Versie 1.2 in PDF-formaat is op de website CIP-overheid/producten gepubliceerd.
Deze informatie is onderdeel van BIO Thema-uitwerking Softwarepakketten.
Meer lezen |
Doelstelling[bewerken]
Het doel van het beleidsdomein is om de conditionele- of beleidselementen die van belang zijn bij het selecteren en verwerven van softwarepakketten te identificeren. Het zijn elementen die vooraf bekend moeten zijn en die uitgevaardigd en gecommuniceerd worden door het hogere management.
Risico's[bewerken]
Als toereikend beleid ontbreekt, dan bestaat het risico dat er geen systematische analyse van de noodzakelijke requirements plaatsvindt waardoor het verworven softwarepakket niet voorziet in de gewenste (non)functionaliteiten.
Objecten, controls en maatregelen
Onderstaande afbeelding geeft de ordening van beveiligingsobjecten in het beleidsdomein weer met invalshoeken voor deze BIO Thema-uitwerking. Elk objectblok bevat de objectnaam, het basiselement en het objectnummer. Geelgekleurde objecten zijn afgeleid van de Baseline Informatiebeveiliging Overheid (BIO). De witte objecten zijn afgeleid van andere best practices.

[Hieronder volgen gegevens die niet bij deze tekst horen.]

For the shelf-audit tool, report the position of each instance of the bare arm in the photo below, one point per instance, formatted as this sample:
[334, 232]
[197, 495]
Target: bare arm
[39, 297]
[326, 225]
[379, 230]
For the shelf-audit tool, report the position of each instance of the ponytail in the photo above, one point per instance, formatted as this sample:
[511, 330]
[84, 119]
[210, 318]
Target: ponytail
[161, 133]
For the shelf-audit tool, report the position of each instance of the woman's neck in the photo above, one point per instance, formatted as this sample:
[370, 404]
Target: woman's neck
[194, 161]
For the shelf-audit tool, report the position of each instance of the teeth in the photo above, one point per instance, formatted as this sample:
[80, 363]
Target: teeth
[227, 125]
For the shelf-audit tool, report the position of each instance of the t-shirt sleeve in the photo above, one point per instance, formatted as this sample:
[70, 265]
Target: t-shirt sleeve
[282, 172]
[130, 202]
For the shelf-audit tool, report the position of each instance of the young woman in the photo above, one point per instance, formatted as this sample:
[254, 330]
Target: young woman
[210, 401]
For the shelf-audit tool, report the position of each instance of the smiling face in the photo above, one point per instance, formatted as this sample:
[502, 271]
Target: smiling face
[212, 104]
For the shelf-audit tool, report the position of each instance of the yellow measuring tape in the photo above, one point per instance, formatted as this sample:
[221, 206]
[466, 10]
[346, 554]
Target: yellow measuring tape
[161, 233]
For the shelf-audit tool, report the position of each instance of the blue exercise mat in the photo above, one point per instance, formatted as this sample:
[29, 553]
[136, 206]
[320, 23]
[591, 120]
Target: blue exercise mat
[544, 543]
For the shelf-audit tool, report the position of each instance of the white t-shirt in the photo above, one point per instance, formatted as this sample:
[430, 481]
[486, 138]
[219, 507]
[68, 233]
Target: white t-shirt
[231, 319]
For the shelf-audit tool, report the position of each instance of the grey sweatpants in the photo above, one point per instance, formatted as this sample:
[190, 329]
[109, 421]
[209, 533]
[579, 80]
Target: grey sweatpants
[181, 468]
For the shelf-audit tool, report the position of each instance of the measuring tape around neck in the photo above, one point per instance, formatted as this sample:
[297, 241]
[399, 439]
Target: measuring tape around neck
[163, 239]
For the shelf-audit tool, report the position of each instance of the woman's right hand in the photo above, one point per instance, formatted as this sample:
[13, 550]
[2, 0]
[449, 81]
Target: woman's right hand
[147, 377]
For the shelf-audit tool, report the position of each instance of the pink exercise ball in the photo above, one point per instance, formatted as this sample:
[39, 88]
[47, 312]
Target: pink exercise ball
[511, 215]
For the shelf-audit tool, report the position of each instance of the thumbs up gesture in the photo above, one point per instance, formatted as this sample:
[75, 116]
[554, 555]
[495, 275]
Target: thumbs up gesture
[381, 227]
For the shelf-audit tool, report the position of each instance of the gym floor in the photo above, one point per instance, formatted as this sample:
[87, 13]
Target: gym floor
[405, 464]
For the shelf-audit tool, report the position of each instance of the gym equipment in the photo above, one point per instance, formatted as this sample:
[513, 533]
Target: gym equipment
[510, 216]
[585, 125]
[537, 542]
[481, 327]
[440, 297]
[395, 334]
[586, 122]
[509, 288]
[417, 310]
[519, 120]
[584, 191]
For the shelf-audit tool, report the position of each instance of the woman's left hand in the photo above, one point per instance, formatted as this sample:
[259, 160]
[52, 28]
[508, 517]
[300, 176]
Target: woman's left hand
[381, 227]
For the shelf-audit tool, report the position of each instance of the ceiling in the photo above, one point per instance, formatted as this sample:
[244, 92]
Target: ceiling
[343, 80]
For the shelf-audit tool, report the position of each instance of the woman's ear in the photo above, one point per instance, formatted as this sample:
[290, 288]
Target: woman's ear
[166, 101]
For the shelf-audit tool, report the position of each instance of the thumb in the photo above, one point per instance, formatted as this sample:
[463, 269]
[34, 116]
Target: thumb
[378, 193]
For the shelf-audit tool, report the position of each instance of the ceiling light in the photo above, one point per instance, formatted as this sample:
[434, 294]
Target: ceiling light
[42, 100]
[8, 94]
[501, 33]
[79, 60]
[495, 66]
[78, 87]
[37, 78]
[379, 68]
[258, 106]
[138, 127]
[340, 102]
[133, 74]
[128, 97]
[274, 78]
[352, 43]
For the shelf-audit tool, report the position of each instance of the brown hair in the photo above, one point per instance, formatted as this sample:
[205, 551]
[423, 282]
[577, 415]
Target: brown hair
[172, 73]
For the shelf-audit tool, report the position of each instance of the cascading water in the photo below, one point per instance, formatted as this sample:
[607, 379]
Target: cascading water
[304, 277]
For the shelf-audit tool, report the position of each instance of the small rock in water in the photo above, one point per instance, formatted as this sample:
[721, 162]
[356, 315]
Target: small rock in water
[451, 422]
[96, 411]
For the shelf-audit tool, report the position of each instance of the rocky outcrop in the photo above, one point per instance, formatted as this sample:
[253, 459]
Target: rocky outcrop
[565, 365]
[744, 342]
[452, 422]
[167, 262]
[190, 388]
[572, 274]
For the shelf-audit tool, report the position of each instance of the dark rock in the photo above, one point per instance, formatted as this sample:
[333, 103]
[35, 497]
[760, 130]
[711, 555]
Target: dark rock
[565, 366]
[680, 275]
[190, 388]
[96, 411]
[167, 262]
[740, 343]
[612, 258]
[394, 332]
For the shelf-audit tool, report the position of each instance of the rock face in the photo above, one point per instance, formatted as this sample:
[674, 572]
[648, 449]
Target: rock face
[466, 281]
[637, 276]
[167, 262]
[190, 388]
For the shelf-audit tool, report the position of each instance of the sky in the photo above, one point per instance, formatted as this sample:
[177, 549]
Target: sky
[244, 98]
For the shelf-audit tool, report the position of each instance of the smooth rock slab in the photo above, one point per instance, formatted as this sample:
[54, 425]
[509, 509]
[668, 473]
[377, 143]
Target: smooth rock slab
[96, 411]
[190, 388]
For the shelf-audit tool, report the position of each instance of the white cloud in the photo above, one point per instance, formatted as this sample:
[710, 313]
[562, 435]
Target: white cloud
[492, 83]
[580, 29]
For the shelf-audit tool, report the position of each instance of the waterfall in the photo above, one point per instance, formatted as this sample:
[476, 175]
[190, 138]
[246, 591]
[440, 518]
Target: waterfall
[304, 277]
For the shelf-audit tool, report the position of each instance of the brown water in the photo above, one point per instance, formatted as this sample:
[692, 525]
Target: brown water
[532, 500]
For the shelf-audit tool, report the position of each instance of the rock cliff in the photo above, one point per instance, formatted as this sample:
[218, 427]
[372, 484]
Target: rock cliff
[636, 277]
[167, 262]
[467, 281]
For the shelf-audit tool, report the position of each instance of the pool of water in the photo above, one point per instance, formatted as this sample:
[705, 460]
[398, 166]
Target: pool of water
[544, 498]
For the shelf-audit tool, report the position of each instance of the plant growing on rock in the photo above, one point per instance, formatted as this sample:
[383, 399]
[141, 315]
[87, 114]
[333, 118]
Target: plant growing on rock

De objecten zijn deels in de onderstaande tabellen uitgewerkt. Echter niet elk object is van toepassing voor elke softwarepakketselectie. Dit hangt af van verschillende factoren zoals: schaalgrootte, hostingslocatie, soort en integreerbaarheid met de bestaande IT. Anders dan andere BIO Thema-uitwerkingen zijn aan deze uitwerking toegevoegd:
- Schaalgrootte, De schaalgrootte geeft een globale indicatie (klein, middel of groot) in hoeverre de schaalgrootte van softwarepakketten van invloed kan zijn op de relevantie van een object. Met klein wordt bedoeld getalsmatig en/of bedrijfsmatige impactbeperkte toepassing. Middel is voor middelgrote bedrijfstoepassingen, zoals boekhouding- en officetoepassingen. De waarde groot is voor grootschalig gebruik, enerzijds in aantallen, anderzijds in omvang van het softwarepakket zoals Enterprise Resource Planning (ERP) en Enterprise Data Warehouses (EDW).
- Voor wie de control van toepassing is, Het gaat om de klant en/of de leverancier. In veel gevallen is samenwerking tussen de klant en leverancier nodig om risico’s tijdens het gebruik van de softwarepakketten afdoende te beperken.
Principes uit de BIO Thema-uitwerking Softwarepakketten binnen dit aspect[bewerken]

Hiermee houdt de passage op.